Beefy elbows make sense; however since all of my spoke breakages were at the nipple, I wonder if the WF blogger is relying on engineering advantage instead of real life benefit. I have a set of wheels that were built with 1.8-1.5-1.8 DB spokes and I have to admit that I would have liked for the elbows to fit a bit better in the flange holes. Nevertheless, these wheels (36 spokes in 4 cross lacing) are close to 50 years old and holding up well.
Eric Hjertberg has lots of real life experience. He was the founder of Wheelsmith. Wheel Fanatyk is more than just a blog as well. And “engineering” doesn’t necessarily mean just “book learnin’”.
I link to that article because it articulates what I have found in using these spokes for over 20 years. I’ve been touting the benefits of triple butted spokes for a long time before that article came out so rather than writing it all out again, I just link to the article. But, my experience has been identical to what he writes. Spokes with stronger heads are more durable than a double butted spoke.

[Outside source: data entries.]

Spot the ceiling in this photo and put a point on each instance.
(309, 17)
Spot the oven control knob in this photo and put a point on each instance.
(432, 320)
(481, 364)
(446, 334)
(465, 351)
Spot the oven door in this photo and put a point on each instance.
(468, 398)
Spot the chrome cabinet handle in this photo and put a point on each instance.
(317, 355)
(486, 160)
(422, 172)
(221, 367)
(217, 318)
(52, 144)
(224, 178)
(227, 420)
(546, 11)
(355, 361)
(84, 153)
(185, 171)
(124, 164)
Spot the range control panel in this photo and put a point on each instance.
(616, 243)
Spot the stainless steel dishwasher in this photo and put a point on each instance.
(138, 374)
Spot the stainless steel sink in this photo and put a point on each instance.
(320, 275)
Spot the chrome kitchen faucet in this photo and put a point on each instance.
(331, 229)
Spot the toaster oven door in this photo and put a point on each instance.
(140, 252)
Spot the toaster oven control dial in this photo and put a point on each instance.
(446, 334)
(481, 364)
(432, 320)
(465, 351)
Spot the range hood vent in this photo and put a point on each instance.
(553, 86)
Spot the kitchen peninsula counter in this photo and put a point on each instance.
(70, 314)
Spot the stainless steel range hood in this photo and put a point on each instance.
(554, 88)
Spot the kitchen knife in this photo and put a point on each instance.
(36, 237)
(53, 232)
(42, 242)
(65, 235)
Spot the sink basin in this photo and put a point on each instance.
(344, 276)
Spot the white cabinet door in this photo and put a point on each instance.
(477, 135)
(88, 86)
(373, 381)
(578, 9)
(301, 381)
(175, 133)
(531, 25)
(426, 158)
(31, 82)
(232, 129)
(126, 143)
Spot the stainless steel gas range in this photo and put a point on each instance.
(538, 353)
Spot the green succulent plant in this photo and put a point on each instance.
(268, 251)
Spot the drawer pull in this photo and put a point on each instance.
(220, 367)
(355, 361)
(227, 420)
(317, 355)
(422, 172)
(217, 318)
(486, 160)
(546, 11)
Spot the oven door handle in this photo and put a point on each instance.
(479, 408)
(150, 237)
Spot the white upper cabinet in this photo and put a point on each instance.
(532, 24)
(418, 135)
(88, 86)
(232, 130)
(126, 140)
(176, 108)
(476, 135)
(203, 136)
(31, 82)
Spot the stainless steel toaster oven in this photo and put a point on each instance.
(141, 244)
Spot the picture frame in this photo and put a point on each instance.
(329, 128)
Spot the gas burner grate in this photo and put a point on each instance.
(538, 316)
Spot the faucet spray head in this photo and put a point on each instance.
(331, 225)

Pillar actually has measured the differences and published the results. You’ll need to look at each of the different spokes on their product page, they give the breaking strength of the spokes. There are slight differences between Pillar and DT Alpine III in terms of dimensions but if you look at the charts for the Pillar spoke with 2.3mm heads (like the Alpine), they break at 3900 newtons compared to about 2900 N for the 2.0mm double butted spoke. The strength difference is quite obvious.
I cannot recall having had a single failure of one of my wheels at the spoke. I’ve broken some spokes at the nipple on old wheels at my local co-op but those are usual quite corroded.